CONSUMER PRICE INDEX (CPI) :
This CPI is one of the measure of the changes in the prices of consumer goods more than 250 different categories.  This repor, which is compared to country's exports, can be important to observe  that if a country is increasing or losing money by its products or services.  Regarding this taking too much care while monitoring the exports, it is a focus that is popular with many traders because the prices of exports often  change proportionately to a currency's strength or weakness. 

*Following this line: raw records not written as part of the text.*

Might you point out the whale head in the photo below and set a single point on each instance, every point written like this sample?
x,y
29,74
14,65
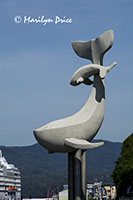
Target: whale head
x,y
82,74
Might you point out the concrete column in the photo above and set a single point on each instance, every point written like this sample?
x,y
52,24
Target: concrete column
x,y
77,175
71,176
83,173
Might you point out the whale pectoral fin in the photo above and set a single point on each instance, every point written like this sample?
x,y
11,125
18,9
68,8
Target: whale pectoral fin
x,y
81,144
88,82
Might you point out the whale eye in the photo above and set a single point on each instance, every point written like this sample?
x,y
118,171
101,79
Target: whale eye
x,y
80,80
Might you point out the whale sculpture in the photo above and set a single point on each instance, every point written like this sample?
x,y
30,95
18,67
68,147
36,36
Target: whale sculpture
x,y
77,131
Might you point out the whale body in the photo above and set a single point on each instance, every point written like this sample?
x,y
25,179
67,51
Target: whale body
x,y
77,131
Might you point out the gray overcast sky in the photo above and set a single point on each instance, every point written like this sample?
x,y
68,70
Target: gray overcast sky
x,y
37,63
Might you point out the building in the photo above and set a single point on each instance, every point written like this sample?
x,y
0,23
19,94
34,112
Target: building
x,y
97,191
10,181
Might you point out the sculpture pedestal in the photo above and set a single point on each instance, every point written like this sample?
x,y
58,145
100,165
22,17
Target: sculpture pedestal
x,y
77,175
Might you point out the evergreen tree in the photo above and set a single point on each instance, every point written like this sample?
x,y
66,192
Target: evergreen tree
x,y
123,172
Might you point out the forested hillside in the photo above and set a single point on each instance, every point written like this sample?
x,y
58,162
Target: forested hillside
x,y
40,170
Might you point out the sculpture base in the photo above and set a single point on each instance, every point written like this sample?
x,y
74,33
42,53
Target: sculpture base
x,y
77,175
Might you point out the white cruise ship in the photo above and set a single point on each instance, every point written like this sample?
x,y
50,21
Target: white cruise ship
x,y
10,181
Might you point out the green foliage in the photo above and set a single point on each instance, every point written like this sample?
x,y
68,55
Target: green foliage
x,y
40,170
123,172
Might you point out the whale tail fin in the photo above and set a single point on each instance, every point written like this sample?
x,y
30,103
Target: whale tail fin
x,y
94,50
81,144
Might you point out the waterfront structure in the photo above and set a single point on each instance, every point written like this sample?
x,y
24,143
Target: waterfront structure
x,y
10,180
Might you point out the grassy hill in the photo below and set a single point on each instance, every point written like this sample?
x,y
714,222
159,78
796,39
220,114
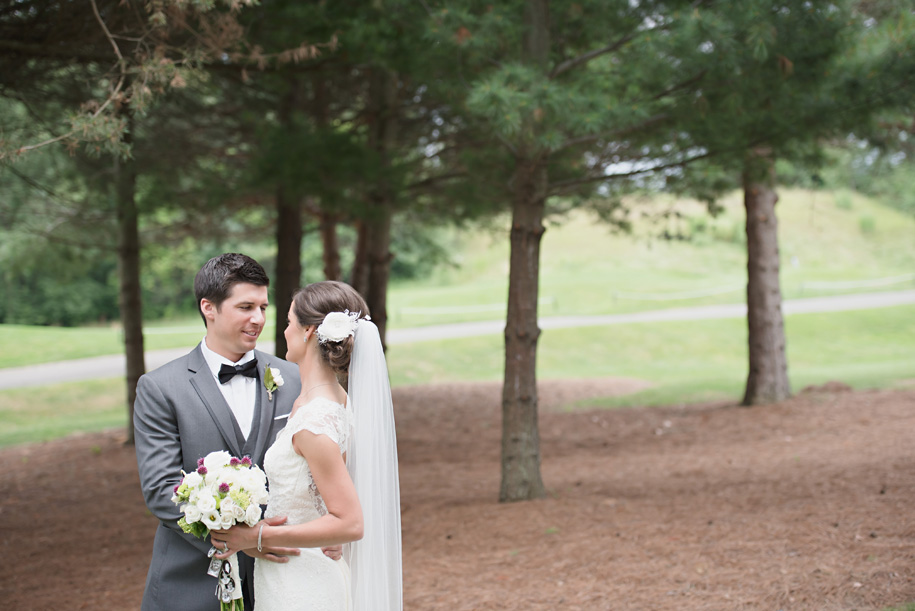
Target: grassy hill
x,y
836,238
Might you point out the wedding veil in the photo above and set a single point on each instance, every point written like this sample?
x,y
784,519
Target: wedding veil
x,y
371,458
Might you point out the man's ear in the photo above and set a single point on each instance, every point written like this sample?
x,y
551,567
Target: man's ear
x,y
209,309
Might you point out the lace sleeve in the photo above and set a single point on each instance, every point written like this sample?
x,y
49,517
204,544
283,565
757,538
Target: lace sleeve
x,y
323,417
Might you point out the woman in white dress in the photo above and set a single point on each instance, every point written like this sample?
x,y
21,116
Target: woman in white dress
x,y
333,468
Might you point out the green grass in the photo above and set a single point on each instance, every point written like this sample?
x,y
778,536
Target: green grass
x,y
48,412
689,361
685,362
587,270
584,270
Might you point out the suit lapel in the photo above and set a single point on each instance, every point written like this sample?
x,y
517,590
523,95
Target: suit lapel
x,y
205,384
268,407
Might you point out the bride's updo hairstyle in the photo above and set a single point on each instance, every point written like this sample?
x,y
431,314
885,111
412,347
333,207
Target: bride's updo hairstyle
x,y
312,303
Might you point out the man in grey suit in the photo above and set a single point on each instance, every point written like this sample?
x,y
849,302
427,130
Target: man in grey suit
x,y
211,399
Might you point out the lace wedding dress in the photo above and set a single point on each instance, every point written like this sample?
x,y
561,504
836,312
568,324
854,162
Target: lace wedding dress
x,y
311,581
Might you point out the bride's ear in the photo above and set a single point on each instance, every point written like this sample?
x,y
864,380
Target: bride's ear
x,y
309,331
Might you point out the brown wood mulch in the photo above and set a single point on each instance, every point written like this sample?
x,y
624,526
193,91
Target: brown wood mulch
x,y
806,504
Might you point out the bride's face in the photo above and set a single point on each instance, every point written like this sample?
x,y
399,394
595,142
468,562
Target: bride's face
x,y
295,338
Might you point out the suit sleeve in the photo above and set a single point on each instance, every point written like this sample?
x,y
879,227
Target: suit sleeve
x,y
159,455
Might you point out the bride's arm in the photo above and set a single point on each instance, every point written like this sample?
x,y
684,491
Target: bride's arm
x,y
341,524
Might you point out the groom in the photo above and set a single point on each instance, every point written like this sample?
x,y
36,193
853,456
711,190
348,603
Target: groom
x,y
211,399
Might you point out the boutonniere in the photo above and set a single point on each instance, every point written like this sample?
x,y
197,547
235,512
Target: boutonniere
x,y
273,379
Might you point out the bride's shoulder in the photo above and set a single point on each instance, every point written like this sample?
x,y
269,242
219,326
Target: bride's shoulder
x,y
316,406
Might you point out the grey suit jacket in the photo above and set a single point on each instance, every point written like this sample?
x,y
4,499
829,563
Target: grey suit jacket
x,y
180,415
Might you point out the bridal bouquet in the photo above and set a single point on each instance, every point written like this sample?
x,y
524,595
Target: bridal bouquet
x,y
222,492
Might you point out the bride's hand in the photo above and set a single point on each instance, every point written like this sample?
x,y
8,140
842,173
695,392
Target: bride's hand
x,y
236,539
229,537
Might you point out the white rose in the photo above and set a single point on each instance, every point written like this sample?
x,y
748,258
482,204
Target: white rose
x,y
211,520
214,461
277,376
192,513
226,520
193,479
253,514
206,503
337,326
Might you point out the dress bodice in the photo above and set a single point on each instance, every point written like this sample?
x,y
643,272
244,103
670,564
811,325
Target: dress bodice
x,y
293,492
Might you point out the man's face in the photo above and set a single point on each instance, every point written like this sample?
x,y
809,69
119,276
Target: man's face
x,y
233,327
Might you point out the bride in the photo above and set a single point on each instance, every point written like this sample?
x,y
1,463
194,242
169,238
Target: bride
x,y
332,469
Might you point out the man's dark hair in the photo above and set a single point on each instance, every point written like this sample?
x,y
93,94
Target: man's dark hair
x,y
216,278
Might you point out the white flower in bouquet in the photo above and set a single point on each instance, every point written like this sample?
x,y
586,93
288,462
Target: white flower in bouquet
x,y
252,515
192,513
222,492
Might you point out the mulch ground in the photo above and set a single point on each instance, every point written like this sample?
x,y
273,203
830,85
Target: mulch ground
x,y
806,504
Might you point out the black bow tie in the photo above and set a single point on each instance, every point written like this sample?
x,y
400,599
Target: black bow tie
x,y
227,372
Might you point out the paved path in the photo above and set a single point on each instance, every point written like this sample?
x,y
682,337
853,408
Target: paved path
x,y
113,365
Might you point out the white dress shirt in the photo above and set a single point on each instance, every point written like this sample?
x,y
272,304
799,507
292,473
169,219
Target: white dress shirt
x,y
240,392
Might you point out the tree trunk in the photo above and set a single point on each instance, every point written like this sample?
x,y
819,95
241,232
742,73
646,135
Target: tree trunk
x,y
359,277
377,221
379,255
767,381
130,298
330,246
520,430
288,274
521,478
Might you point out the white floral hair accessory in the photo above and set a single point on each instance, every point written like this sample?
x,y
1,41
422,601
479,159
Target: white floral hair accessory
x,y
337,326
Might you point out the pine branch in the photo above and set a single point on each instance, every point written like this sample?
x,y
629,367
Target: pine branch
x,y
660,118
562,186
586,57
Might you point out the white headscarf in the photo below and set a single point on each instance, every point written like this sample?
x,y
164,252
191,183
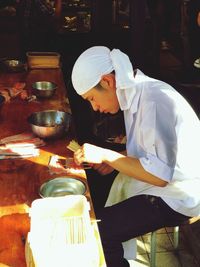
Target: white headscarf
x,y
97,61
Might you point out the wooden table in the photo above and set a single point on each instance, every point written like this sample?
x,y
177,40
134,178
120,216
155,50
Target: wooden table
x,y
20,179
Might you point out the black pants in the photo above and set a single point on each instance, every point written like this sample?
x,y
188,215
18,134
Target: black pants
x,y
131,218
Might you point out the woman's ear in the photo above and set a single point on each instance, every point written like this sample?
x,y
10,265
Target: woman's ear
x,y
108,80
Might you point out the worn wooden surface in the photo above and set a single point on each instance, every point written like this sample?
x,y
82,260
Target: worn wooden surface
x,y
20,179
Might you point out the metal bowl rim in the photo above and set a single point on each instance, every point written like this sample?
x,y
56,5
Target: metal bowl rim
x,y
61,178
29,119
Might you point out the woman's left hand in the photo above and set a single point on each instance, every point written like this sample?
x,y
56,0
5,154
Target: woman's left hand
x,y
102,168
90,154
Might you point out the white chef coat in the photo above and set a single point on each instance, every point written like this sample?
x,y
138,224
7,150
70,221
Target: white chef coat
x,y
163,132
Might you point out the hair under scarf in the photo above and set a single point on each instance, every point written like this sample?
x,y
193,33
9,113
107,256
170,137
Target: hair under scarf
x,y
97,61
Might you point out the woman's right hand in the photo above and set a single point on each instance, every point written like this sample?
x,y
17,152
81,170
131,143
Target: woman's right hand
x,y
102,168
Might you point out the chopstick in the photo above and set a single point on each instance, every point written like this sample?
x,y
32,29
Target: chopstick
x,y
63,163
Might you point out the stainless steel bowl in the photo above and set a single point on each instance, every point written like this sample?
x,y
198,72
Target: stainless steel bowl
x,y
49,123
62,186
44,89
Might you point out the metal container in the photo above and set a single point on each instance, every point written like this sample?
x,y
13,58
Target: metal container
x,y
49,123
44,89
13,65
62,186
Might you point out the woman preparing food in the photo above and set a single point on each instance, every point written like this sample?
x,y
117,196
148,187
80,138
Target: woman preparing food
x,y
159,175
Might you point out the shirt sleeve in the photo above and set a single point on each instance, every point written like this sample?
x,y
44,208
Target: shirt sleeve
x,y
158,138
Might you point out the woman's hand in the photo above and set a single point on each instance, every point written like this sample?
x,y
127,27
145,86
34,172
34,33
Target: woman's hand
x,y
103,168
90,154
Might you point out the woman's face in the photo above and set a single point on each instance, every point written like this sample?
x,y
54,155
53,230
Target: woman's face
x,y
104,99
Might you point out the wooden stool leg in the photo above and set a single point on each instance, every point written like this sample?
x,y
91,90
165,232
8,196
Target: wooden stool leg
x,y
153,250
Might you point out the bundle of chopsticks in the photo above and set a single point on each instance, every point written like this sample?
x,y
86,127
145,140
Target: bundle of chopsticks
x,y
74,146
20,146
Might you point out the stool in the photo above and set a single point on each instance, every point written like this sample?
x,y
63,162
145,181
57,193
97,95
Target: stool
x,y
175,239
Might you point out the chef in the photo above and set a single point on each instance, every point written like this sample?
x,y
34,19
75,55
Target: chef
x,y
158,177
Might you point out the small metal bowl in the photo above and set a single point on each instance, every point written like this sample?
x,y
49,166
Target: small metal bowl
x,y
44,89
62,186
49,124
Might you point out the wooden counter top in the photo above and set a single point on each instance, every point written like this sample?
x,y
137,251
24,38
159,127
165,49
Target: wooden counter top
x,y
20,179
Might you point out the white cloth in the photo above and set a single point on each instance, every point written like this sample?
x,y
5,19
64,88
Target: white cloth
x,y
89,68
97,61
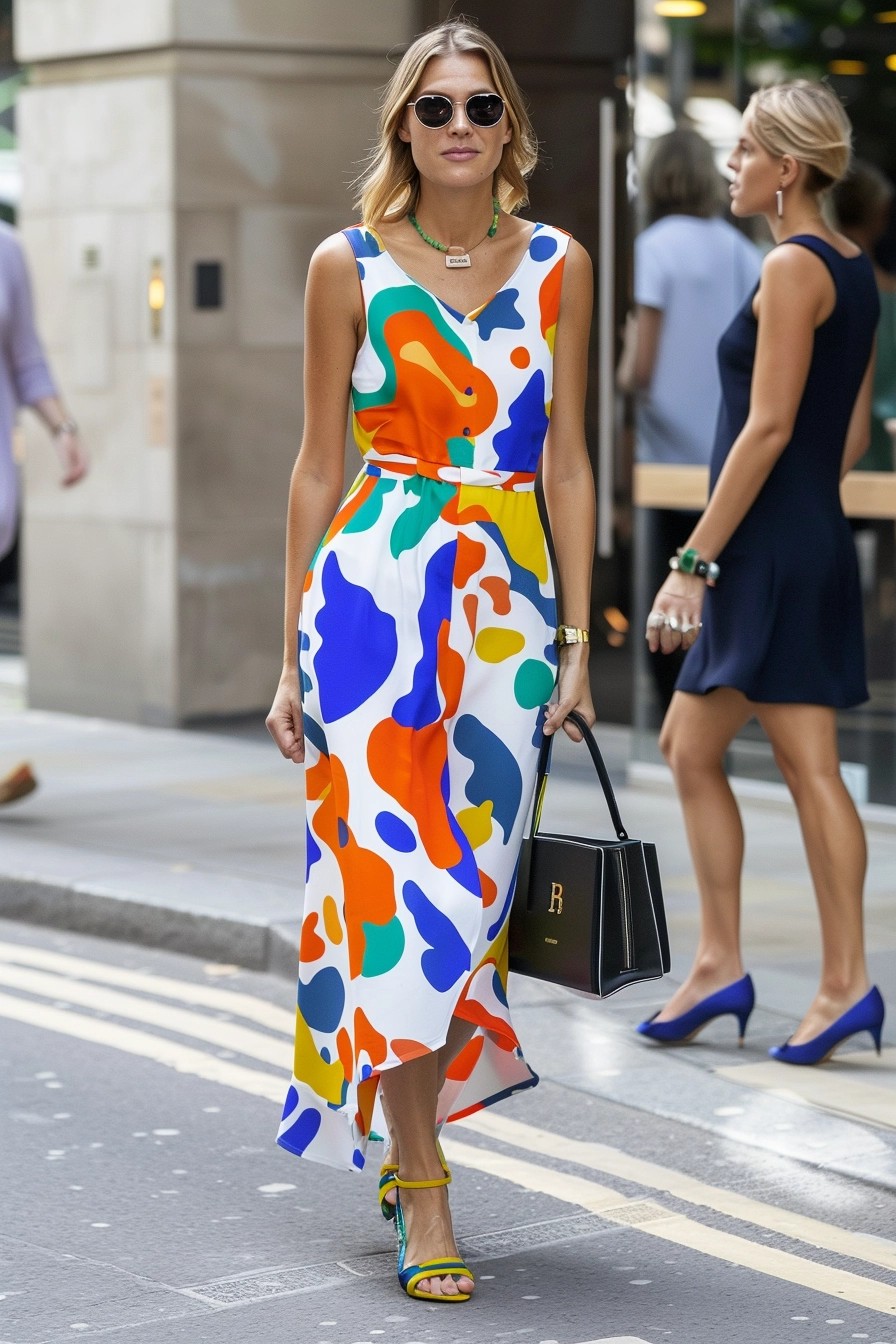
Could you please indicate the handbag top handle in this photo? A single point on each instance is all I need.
(544, 770)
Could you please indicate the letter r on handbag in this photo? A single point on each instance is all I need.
(587, 913)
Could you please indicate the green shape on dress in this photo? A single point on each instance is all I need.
(370, 511)
(383, 946)
(460, 452)
(417, 519)
(532, 684)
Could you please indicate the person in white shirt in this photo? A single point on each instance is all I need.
(692, 272)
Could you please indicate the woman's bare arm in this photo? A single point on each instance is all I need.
(859, 432)
(568, 484)
(795, 296)
(332, 317)
(638, 359)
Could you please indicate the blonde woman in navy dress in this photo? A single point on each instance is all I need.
(766, 588)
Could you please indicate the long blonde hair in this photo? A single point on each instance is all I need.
(390, 184)
(806, 121)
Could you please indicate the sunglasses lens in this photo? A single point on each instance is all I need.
(485, 109)
(434, 110)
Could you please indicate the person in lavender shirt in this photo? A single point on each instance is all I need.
(26, 381)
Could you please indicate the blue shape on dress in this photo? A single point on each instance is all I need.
(422, 706)
(500, 312)
(312, 851)
(363, 243)
(351, 618)
(304, 1130)
(448, 957)
(321, 999)
(542, 246)
(315, 734)
(519, 446)
(496, 774)
(394, 832)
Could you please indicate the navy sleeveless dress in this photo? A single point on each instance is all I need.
(785, 622)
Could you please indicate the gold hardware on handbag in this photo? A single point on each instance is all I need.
(613, 926)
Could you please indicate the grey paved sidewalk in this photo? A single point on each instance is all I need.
(195, 842)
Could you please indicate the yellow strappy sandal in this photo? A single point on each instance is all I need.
(388, 1172)
(443, 1266)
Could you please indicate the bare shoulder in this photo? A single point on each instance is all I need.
(333, 258)
(332, 277)
(578, 261)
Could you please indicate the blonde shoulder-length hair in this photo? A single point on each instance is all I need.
(390, 184)
(808, 121)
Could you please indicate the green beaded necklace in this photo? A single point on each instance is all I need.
(456, 257)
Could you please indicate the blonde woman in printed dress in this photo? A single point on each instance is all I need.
(427, 624)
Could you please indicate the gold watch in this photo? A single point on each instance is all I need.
(570, 635)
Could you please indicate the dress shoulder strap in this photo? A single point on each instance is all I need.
(363, 241)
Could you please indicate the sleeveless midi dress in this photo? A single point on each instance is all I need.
(426, 656)
(785, 622)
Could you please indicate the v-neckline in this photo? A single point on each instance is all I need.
(474, 312)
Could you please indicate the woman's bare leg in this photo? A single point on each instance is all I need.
(805, 742)
(410, 1097)
(460, 1034)
(695, 737)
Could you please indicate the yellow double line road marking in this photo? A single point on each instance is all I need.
(85, 983)
(203, 996)
(611, 1161)
(669, 1226)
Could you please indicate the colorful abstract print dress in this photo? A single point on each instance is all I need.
(426, 655)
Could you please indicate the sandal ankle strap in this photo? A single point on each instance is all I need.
(425, 1184)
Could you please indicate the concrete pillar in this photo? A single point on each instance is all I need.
(208, 143)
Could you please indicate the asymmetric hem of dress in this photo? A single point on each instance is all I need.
(426, 656)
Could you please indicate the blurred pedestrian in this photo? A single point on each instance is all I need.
(782, 631)
(26, 381)
(692, 270)
(863, 206)
(429, 624)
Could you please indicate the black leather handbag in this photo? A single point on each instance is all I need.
(586, 913)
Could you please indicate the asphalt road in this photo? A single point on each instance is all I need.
(144, 1200)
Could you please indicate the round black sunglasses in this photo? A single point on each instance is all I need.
(435, 109)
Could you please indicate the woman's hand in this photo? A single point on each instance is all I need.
(675, 616)
(285, 718)
(73, 456)
(574, 692)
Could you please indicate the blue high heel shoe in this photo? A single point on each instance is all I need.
(867, 1015)
(736, 999)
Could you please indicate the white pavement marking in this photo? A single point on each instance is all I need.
(206, 996)
(184, 1059)
(613, 1161)
(844, 1089)
(243, 1040)
(656, 1221)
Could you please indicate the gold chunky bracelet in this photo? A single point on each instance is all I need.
(570, 635)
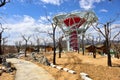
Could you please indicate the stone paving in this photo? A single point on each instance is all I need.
(29, 71)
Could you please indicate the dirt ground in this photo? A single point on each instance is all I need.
(96, 68)
(7, 76)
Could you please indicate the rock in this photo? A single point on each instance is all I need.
(65, 69)
(58, 67)
(1, 71)
(40, 58)
(85, 76)
(52, 65)
(8, 70)
(8, 64)
(11, 55)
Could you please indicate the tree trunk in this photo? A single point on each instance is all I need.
(83, 44)
(0, 44)
(26, 50)
(109, 62)
(54, 54)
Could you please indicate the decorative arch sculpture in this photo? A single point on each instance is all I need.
(75, 23)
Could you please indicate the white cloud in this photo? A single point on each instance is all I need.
(88, 4)
(26, 25)
(103, 10)
(54, 2)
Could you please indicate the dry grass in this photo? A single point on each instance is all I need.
(96, 68)
(7, 76)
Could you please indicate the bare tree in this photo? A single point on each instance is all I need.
(2, 29)
(26, 39)
(37, 39)
(107, 36)
(3, 2)
(60, 46)
(18, 45)
(4, 40)
(117, 45)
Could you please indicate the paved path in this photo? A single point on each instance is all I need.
(29, 71)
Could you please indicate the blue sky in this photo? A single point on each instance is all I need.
(24, 16)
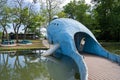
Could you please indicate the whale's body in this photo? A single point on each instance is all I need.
(69, 33)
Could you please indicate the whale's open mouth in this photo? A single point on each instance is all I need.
(80, 40)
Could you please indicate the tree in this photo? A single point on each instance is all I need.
(49, 8)
(82, 12)
(108, 18)
(4, 21)
(31, 21)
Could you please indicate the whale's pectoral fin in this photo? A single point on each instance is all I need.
(51, 50)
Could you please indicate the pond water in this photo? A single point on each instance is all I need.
(29, 65)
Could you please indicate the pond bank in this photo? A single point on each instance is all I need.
(36, 44)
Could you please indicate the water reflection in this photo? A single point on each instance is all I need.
(31, 66)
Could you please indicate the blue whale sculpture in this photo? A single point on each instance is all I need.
(72, 38)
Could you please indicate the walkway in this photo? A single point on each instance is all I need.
(101, 69)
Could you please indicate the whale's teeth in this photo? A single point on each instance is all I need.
(51, 50)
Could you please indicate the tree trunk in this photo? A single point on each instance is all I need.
(25, 33)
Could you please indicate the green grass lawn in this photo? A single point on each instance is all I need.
(36, 44)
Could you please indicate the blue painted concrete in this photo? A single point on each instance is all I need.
(69, 33)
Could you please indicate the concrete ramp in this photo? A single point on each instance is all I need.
(100, 68)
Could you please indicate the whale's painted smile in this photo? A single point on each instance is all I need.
(70, 38)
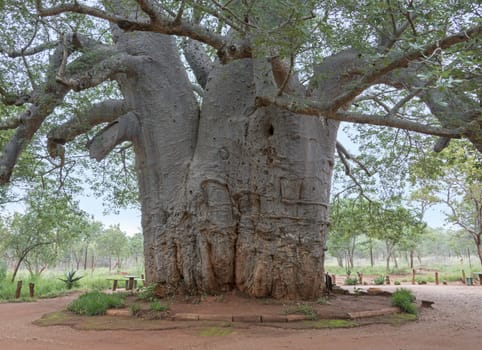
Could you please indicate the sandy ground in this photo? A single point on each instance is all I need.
(455, 322)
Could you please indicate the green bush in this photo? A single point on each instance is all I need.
(96, 303)
(157, 306)
(403, 298)
(148, 293)
(71, 280)
(135, 308)
(379, 280)
(351, 281)
(3, 270)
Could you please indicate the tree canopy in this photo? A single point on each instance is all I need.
(418, 69)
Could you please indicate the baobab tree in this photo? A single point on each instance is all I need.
(234, 161)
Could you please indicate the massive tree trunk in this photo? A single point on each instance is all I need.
(234, 196)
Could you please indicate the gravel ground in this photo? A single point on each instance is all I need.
(454, 322)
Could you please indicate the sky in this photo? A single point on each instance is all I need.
(129, 220)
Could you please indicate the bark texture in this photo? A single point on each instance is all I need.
(254, 212)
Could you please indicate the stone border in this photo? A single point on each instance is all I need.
(258, 318)
(239, 318)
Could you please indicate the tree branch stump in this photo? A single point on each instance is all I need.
(19, 289)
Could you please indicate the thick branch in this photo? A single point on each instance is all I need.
(12, 123)
(198, 60)
(101, 71)
(381, 68)
(307, 107)
(126, 128)
(159, 23)
(103, 112)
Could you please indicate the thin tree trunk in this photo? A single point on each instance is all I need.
(372, 260)
(86, 249)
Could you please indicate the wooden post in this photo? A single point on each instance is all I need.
(31, 287)
(360, 277)
(130, 286)
(19, 289)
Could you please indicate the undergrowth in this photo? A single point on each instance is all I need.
(96, 303)
(403, 298)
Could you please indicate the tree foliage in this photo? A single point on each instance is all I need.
(38, 237)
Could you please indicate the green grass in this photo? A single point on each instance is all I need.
(157, 306)
(96, 303)
(215, 332)
(49, 285)
(336, 323)
(300, 309)
(403, 298)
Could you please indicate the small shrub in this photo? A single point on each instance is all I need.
(321, 301)
(379, 280)
(71, 280)
(96, 303)
(351, 281)
(303, 309)
(403, 298)
(135, 308)
(157, 306)
(3, 270)
(148, 293)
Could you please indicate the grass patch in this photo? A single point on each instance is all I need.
(55, 318)
(135, 308)
(300, 309)
(403, 298)
(336, 323)
(215, 332)
(400, 319)
(157, 306)
(96, 303)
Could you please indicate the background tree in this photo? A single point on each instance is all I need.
(234, 184)
(37, 237)
(455, 179)
(349, 221)
(113, 243)
(136, 248)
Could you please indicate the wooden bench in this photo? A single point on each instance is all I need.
(479, 275)
(130, 282)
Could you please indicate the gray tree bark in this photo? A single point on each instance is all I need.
(233, 196)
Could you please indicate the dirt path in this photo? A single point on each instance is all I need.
(455, 322)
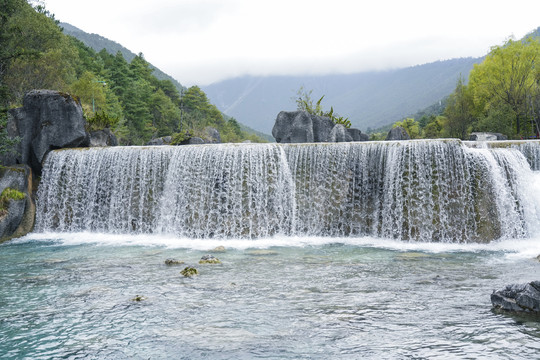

The other major indicators include the Purchasing Managers Index (PMI), Producer Price Index (PPI), durable good report, Employment Cost Index (ECI), and housing status.  One thing that don't forget that many privately issued reports are there to consider, the one most famous is the Michigan Consumer Confidence Survey. All of these survey organizations are provide an important resource to traders.
The importance of economic indicators is that they provide a gauge of country's economic state, changes in the conditions reported will therefore directly affect the price and volume of a country's currency.  It has to keep in mind, however, that the indicators discussed above are not only the way that affect a currency's price.  There are plenty of third party reports, technical factors, and many other things that also can severely affect a currency's valuation.